Marsupialized wrote:Say every single day I go on craigslist and post an ad offering money for someone to kill someone for me.
Every day I post this ad, over and over.
One day a cop answers it pretending to be a hitman. I meet him and give him money. They arrest me.
Would you people feel I was wrongly arrested?
Explain to me the difference. Please, seriously.
You gave him the money, ie. "paid" him for the "hit". You fulfilled your end of a contract hit, thereby conspiring to commit murder.
In many cases, these people never did anything like that. All they have to do is discuss sex with somebody online who claims to be underage, then go somewhere to meet them, usually in a public place like a diner or something. They never engage in sex because there
is no child in the first place. There was an adult, talking sex with them online in a way that children generally do not do. All they have to do is walk in the diner or drive into the parking lot and they get swarmed by cops with guns drawn and arrested. You can't tell me that's the same thing.

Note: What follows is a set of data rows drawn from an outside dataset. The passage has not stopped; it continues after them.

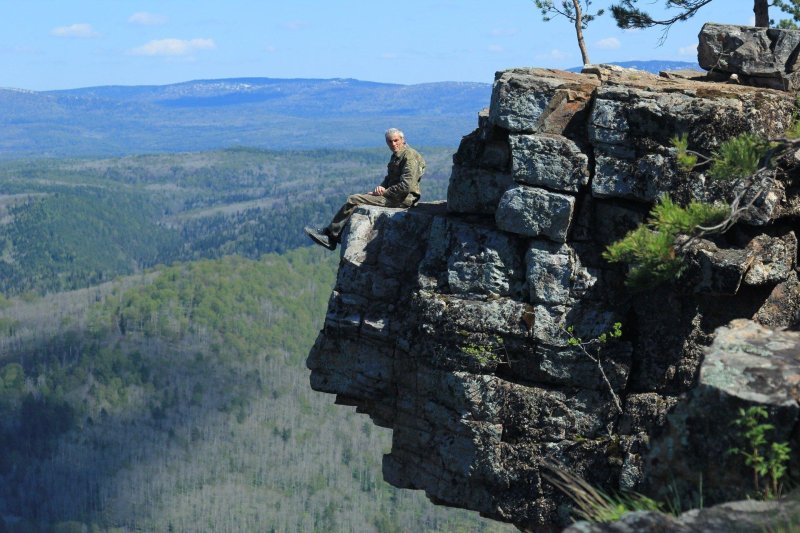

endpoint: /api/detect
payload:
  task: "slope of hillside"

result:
[0,247,507,532]
[0,148,452,295]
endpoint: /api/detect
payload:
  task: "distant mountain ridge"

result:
[0,61,697,159]
[0,78,491,158]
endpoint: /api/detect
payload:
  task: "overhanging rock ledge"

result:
[308,54,800,530]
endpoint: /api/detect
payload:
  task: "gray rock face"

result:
[509,134,589,192]
[495,185,575,242]
[308,60,800,530]
[697,23,800,90]
[564,497,800,533]
[645,319,800,508]
[489,69,599,134]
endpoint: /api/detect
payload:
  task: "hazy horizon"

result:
[0,0,764,92]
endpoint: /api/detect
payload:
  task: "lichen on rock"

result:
[308,30,800,530]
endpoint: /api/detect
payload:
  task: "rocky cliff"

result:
[308,26,800,530]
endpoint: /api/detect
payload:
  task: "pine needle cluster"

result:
[708,133,770,180]
[603,194,729,289]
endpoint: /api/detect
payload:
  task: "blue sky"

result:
[0,0,778,90]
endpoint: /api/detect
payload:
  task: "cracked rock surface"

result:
[307,61,800,530]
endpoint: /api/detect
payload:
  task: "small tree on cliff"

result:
[611,0,800,30]
[533,0,603,65]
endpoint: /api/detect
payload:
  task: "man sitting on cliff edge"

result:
[305,128,425,250]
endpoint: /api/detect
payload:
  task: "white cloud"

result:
[50,24,99,39]
[489,28,517,37]
[594,37,622,50]
[283,20,308,31]
[130,39,217,56]
[128,11,167,26]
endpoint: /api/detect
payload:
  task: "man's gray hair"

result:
[384,128,406,140]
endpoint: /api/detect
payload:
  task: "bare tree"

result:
[534,0,603,65]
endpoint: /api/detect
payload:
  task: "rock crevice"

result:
[308,30,800,529]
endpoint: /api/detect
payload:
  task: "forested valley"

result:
[0,148,452,295]
[0,149,507,532]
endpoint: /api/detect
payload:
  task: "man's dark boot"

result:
[303,226,336,250]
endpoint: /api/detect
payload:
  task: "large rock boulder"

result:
[697,23,800,91]
[308,61,800,530]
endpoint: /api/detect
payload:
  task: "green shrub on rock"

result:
[603,194,729,289]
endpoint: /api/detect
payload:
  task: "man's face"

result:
[386,133,406,154]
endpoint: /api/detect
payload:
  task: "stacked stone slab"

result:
[697,23,800,91]
[308,62,800,529]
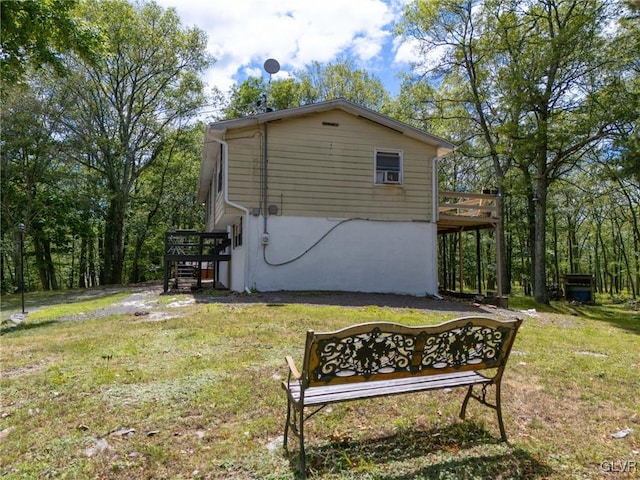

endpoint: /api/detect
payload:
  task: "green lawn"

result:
[0,288,640,480]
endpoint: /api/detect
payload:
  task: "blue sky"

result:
[156,0,413,95]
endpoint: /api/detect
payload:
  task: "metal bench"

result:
[282,317,522,477]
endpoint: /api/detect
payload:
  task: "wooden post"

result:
[496,197,507,307]
[476,229,482,295]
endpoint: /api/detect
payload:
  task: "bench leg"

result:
[460,382,507,442]
[460,385,473,420]
[496,382,507,442]
[282,395,291,450]
[298,409,307,480]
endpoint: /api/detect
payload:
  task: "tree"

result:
[127,124,203,283]
[297,60,389,111]
[223,61,390,119]
[401,0,632,303]
[58,0,212,284]
[0,0,100,89]
[1,81,77,290]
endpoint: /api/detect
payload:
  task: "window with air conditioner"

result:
[375,149,402,185]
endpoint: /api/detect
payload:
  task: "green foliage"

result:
[58,0,212,284]
[399,0,638,302]
[0,0,101,91]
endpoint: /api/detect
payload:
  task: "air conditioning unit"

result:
[382,172,400,183]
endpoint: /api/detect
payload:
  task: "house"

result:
[198,99,454,296]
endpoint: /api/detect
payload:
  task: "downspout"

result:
[262,122,268,235]
[215,138,251,292]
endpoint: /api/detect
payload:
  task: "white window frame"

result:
[373,148,404,185]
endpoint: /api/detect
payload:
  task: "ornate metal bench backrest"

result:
[303,317,520,386]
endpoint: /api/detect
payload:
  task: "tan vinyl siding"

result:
[226,110,436,221]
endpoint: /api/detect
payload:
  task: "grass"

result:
[0,286,640,480]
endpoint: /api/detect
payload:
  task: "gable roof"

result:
[208,98,455,156]
[198,98,455,202]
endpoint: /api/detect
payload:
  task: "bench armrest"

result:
[285,356,302,380]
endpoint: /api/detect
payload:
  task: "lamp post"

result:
[18,223,26,314]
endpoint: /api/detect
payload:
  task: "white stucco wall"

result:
[235,216,437,296]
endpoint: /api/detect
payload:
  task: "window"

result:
[375,149,402,185]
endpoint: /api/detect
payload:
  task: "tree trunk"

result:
[102,192,127,285]
[533,177,549,304]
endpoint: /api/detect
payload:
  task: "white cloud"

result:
[156,0,408,91]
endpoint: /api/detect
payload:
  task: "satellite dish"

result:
[264,58,280,75]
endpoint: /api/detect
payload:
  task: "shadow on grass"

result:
[553,302,640,334]
[288,421,553,480]
[0,320,58,336]
[194,291,482,315]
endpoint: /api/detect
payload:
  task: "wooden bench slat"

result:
[290,372,491,406]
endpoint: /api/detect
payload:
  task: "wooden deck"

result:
[438,191,502,233]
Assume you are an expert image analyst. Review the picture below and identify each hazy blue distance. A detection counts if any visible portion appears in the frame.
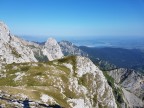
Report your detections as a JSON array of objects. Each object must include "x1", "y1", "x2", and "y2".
[{"x1": 0, "y1": 0, "x2": 144, "y2": 41}]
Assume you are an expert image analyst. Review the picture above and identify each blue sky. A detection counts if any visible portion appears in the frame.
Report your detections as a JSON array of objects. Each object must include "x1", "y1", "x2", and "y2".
[{"x1": 0, "y1": 0, "x2": 144, "y2": 38}]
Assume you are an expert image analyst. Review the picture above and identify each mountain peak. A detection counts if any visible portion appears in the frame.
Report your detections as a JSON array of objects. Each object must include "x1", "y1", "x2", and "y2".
[{"x1": 0, "y1": 21, "x2": 10, "y2": 41}]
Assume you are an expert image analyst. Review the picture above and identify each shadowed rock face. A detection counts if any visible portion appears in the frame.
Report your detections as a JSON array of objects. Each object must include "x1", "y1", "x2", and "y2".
[
  {"x1": 0, "y1": 56, "x2": 117, "y2": 108},
  {"x1": 0, "y1": 22, "x2": 37, "y2": 64},
  {"x1": 107, "y1": 68, "x2": 144, "y2": 107},
  {"x1": 42, "y1": 38, "x2": 63, "y2": 61},
  {"x1": 59, "y1": 41, "x2": 88, "y2": 57}
]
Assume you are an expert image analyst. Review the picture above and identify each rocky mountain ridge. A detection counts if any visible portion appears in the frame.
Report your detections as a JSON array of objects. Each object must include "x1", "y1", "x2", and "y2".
[
  {"x1": 0, "y1": 22, "x2": 144, "y2": 108},
  {"x1": 0, "y1": 56, "x2": 117, "y2": 108}
]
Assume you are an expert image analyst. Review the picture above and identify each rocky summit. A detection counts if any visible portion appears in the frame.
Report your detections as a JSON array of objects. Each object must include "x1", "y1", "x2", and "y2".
[
  {"x1": 0, "y1": 22, "x2": 144, "y2": 108},
  {"x1": 0, "y1": 22, "x2": 37, "y2": 64}
]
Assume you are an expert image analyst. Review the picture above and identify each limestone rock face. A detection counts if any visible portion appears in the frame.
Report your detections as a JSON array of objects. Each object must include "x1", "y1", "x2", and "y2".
[
  {"x1": 0, "y1": 56, "x2": 117, "y2": 108},
  {"x1": 107, "y1": 68, "x2": 144, "y2": 108},
  {"x1": 42, "y1": 38, "x2": 63, "y2": 61},
  {"x1": 0, "y1": 22, "x2": 37, "y2": 64}
]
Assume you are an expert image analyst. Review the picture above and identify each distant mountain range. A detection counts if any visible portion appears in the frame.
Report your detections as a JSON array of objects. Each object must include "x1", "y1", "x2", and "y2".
[{"x1": 0, "y1": 22, "x2": 144, "y2": 108}]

Remember back in the 1980s, when all those parents got arrested on child abuse charges on the sole evidence of their kids' (or somebody else's kids') testimony? Back then, it never occurred to anybody that the kids may have lied?
This whole nationwide obsession with 'Internet predation' appears to be created and fueled by media hype. "OMFG PERVERTS ARE FUCKING OUR CHILDREN!!!" I'm curious how many cases of this 'Internet predation child rape' actually occurred before all these sting operations. If the numbers prove that Internet predators are a significant threat to childrens' safety (outside a few very highly-publicized cases) then I'll agree that this highly dubious practice might be worthwhile.